If Pedro can upset the odds and defeat Terzievski, he will win the WBC international bridgerweight title, a division in which his opponent is ranked fifth in the world. Pedro understands what is at stake, and, beyond the potential of fighting for bigger title belts, he is chasing the respect of the boxing community.
Pedro has worked extensively with mental performance coaches and thinks deeply about the realities of his profession. He understands that whether it is the octagon or the ring, he is facing an opponent who is not only likely to hurt him but to cause him mental anguish. He can now harness these emotions as fuel to make him a more complete fighter.
“There’s definitely a part of it that scares me; I think the element that you can fail on the biggest stage and I put myself in that position, but it’s not from anyone else but myself,” Pedro says.

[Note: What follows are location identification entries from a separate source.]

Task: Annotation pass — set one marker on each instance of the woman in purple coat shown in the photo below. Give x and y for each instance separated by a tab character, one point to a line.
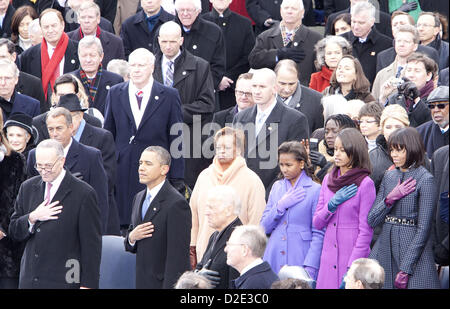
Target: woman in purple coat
345	200
288	214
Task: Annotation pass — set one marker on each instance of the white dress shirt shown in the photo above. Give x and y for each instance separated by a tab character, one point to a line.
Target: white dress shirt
51	50
132	90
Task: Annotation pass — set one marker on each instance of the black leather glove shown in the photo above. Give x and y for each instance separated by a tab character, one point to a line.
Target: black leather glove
212	276
296	54
409	90
408	7
317	158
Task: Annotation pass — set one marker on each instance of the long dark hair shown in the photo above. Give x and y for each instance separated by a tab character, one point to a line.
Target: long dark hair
355	146
299	152
409	139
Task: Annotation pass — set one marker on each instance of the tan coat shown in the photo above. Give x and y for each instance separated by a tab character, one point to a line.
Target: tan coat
246	183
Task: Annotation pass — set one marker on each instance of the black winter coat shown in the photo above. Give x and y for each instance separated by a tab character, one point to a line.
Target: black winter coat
12	174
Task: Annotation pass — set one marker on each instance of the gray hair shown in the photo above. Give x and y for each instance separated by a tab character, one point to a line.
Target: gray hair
89	5
227	196
162	153
60	111
363	6
10	65
118	66
302	7
142	53
197	4
330	39
369	272
52	144
254	237
34	26
333	104
192	280
88	41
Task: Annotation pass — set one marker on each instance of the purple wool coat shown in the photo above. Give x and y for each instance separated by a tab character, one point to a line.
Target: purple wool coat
348	234
293	240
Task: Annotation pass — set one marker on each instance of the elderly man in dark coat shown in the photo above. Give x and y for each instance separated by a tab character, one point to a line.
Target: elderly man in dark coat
139	30
289	39
435	132
439	169
366	41
190	75
239	41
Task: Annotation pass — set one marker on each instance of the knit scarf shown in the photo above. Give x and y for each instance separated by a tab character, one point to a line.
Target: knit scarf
354	175
49	65
91	84
287	40
97	33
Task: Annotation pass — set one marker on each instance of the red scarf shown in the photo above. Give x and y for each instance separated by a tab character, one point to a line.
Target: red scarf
97	34
49	65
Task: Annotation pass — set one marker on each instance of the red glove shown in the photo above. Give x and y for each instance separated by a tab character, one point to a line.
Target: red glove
401	280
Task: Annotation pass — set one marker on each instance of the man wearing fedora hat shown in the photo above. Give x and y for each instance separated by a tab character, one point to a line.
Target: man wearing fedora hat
20	132
99	138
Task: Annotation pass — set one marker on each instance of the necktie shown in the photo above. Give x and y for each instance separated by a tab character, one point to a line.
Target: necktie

“Like this [boxing] scares me. It’s a scary thing, but it’s the same every time I walked out into that octagon; you’re walking out in front of hundreds of thousands of people, in front of your family, and at any second you can get knocked out in front of everyone.
“When things scare me, I just run at them as hard as I can; it’s always been that way with anything in my life. If something scares me, or it feels confronting or uncomfortable, I just run at it head on and it’s always led me to the right decisions or the right pathway. So why stop now?”